Il était sans force et sans couleur. On ne pouvait pas le lui reprocher. Depuis la catastrophe de Montgeron, il endurait les tourments d’un damné. D’autres seraient sortis de telles passes avec des cheveux blancs ; d’autres muets ou bègues ; d’autres contrefaits ; d’autres les pieds devant. Elle le sentait diminué, incertain. Tout à l’heure, au récit qu’il lui faisait, elle avait été fort surprise des stratagèmes inventés par son imagination forcenée pour dissimuler la taille de ses mains, supérieure à l’ancienne. À quoi bon ces grattages de gants ? À quoi bon l’élargissement des bagues, qui entraînait le cambriolage des bijoux ? Les blessures, les coutures et les cicatrices auraient justifié le gonflement des mains et la déformation des doigts !… Or, depuis ce temps, que de secousses Stéphen avait encore supportées : ces billets, ces crimes, ces suspicions qu’il avait, par deux fois, senti rôder !…

Elle dit :

– Laisse-moi faire, veux-tu ? J’ai mon idée. Je prends tout sur moi. Mais des conseils me sont indispensables. Des conseils autorisés. Les demander à quelque magistrat, il n’y faut pas songer ; cela équivaudrait à une dénonciation.
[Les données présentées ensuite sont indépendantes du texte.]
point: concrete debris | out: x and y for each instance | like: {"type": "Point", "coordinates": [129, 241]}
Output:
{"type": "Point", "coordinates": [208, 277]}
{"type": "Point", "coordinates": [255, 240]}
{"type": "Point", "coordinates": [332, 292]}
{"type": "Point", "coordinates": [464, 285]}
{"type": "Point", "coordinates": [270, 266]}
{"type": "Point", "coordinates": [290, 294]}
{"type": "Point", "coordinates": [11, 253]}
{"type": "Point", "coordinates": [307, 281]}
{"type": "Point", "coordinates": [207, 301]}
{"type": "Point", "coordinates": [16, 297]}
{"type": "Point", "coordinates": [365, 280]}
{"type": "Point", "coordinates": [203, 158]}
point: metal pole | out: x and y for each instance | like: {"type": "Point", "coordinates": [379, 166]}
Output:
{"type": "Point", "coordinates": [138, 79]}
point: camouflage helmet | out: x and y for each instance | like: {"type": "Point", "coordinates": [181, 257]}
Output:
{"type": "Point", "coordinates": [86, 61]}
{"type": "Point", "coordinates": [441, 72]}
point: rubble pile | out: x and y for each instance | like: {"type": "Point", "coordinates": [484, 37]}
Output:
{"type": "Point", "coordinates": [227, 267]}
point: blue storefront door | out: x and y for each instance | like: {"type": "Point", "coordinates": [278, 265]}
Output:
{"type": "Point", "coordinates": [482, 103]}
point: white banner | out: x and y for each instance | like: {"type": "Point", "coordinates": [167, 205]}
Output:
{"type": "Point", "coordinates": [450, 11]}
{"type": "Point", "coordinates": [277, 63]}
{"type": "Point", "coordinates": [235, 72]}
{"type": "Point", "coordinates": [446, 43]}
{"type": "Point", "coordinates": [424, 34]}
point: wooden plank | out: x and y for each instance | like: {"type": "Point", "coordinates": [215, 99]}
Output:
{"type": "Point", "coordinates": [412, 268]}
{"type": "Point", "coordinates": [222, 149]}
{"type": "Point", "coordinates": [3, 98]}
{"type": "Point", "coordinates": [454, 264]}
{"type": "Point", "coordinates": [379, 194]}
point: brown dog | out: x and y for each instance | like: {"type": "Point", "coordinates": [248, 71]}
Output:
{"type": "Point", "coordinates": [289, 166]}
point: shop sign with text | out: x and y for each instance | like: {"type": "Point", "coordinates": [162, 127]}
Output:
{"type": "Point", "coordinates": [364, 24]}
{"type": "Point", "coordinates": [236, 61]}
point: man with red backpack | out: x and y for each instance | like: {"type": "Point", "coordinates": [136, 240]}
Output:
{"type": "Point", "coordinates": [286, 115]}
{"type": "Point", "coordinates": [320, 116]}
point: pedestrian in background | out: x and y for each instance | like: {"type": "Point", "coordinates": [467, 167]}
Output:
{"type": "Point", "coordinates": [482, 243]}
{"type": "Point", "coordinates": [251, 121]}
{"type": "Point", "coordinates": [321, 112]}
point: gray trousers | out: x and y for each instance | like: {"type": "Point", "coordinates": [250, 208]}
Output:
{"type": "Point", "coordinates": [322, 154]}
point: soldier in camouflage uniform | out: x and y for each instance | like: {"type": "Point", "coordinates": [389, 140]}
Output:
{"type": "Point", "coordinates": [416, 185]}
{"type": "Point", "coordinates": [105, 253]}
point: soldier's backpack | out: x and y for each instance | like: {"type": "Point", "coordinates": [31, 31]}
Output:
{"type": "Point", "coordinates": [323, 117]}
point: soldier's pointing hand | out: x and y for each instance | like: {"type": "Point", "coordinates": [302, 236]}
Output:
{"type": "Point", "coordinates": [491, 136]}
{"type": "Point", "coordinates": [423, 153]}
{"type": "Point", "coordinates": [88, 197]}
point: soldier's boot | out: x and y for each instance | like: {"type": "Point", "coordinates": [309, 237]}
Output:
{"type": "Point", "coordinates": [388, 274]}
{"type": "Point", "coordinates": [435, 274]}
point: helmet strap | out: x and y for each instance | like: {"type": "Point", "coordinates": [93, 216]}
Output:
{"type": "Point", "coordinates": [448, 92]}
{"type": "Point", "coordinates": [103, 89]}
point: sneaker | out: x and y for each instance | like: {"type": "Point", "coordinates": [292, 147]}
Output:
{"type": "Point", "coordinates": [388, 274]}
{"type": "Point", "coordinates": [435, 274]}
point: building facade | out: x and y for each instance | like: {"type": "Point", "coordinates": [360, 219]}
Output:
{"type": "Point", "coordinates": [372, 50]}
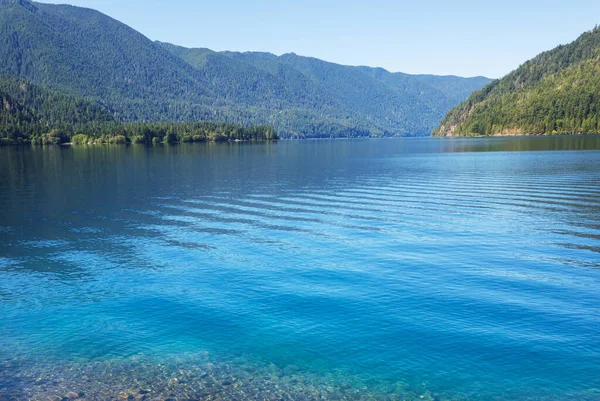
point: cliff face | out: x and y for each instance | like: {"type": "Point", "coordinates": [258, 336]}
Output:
{"type": "Point", "coordinates": [558, 92]}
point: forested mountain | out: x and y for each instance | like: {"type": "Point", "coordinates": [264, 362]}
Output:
{"type": "Point", "coordinates": [32, 114]}
{"type": "Point", "coordinates": [557, 92]}
{"type": "Point", "coordinates": [83, 53]}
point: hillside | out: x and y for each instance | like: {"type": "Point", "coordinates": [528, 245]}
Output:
{"type": "Point", "coordinates": [33, 114]}
{"type": "Point", "coordinates": [83, 53]}
{"type": "Point", "coordinates": [557, 92]}
{"type": "Point", "coordinates": [28, 110]}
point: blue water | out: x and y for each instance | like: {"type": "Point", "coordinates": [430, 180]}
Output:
{"type": "Point", "coordinates": [464, 268]}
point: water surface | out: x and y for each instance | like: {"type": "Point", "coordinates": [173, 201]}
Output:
{"type": "Point", "coordinates": [387, 269]}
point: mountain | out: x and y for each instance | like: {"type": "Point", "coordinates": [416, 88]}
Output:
{"type": "Point", "coordinates": [27, 110]}
{"type": "Point", "coordinates": [557, 92]}
{"type": "Point", "coordinates": [83, 53]}
{"type": "Point", "coordinates": [33, 114]}
{"type": "Point", "coordinates": [389, 103]}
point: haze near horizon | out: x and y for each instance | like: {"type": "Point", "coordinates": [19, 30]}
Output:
{"type": "Point", "coordinates": [464, 38]}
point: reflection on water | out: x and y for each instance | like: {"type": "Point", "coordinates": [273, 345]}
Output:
{"type": "Point", "coordinates": [386, 269]}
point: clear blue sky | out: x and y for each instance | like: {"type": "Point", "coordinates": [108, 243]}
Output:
{"type": "Point", "coordinates": [460, 37]}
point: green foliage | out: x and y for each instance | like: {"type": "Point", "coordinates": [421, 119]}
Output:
{"type": "Point", "coordinates": [85, 54]}
{"type": "Point", "coordinates": [32, 114]}
{"type": "Point", "coordinates": [555, 93]}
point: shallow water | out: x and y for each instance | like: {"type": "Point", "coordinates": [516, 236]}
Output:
{"type": "Point", "coordinates": [372, 269]}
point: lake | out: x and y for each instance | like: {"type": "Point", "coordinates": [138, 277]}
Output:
{"type": "Point", "coordinates": [446, 269]}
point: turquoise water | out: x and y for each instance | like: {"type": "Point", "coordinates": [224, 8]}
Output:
{"type": "Point", "coordinates": [387, 269]}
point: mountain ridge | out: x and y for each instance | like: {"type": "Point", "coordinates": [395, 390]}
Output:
{"type": "Point", "coordinates": [556, 92]}
{"type": "Point", "coordinates": [82, 52]}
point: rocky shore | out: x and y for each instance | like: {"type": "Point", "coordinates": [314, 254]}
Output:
{"type": "Point", "coordinates": [144, 379]}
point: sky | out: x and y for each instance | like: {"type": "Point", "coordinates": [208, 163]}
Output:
{"type": "Point", "coordinates": [460, 37]}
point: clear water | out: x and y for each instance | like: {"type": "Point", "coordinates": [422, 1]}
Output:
{"type": "Point", "coordinates": [446, 269]}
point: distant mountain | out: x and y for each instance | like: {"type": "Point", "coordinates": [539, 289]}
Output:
{"type": "Point", "coordinates": [557, 92]}
{"type": "Point", "coordinates": [81, 52]}
{"type": "Point", "coordinates": [27, 110]}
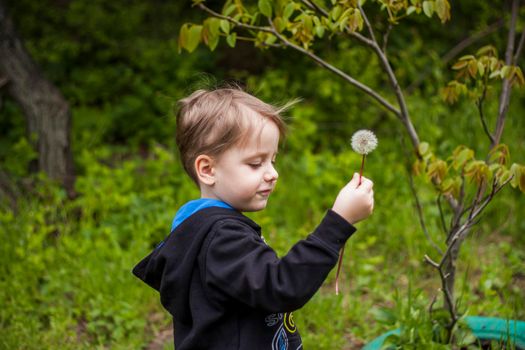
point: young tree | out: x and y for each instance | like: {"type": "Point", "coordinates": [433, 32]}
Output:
{"type": "Point", "coordinates": [467, 184]}
{"type": "Point", "coordinates": [47, 112]}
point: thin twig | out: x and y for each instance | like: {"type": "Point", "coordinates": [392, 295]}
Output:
{"type": "Point", "coordinates": [367, 22]}
{"type": "Point", "coordinates": [456, 50]}
{"type": "Point", "coordinates": [505, 91]}
{"type": "Point", "coordinates": [479, 103]}
{"type": "Point", "coordinates": [441, 215]}
{"type": "Point", "coordinates": [234, 21]}
{"type": "Point", "coordinates": [314, 6]}
{"type": "Point", "coordinates": [386, 35]}
{"type": "Point", "coordinates": [338, 72]}
{"type": "Point", "coordinates": [419, 207]}
{"type": "Point", "coordinates": [520, 47]}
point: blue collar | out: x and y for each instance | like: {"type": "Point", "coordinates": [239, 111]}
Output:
{"type": "Point", "coordinates": [194, 206]}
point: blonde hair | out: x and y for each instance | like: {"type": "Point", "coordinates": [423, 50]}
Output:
{"type": "Point", "coordinates": [211, 121]}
Quelqu’un que je connais réunit toutes les conditions voulues. C’est un homme pour qui la justice n’a pas de secrets, et pourtant ce n’est pas un fonctionnaire. Son amitié me répond de sa discrétion. J’ai nommé M. Breteuil, qui est journaliste judiciaire. Consens-tu à me passer le gouvernail ?

Stéphen, écrasé de fatigue, fit un geste d’abandon :

– Ah ! volontiers !

La jeune femme continuait son travail intérieur. Elle caressait d’un doigt rose la pourpre vive de ses lèvres, et dans ses yeux dévorants scintillait cette flamme qu’elle avait remarquée aux prunelles du chevalier de Crochans la nuit même de sa mort.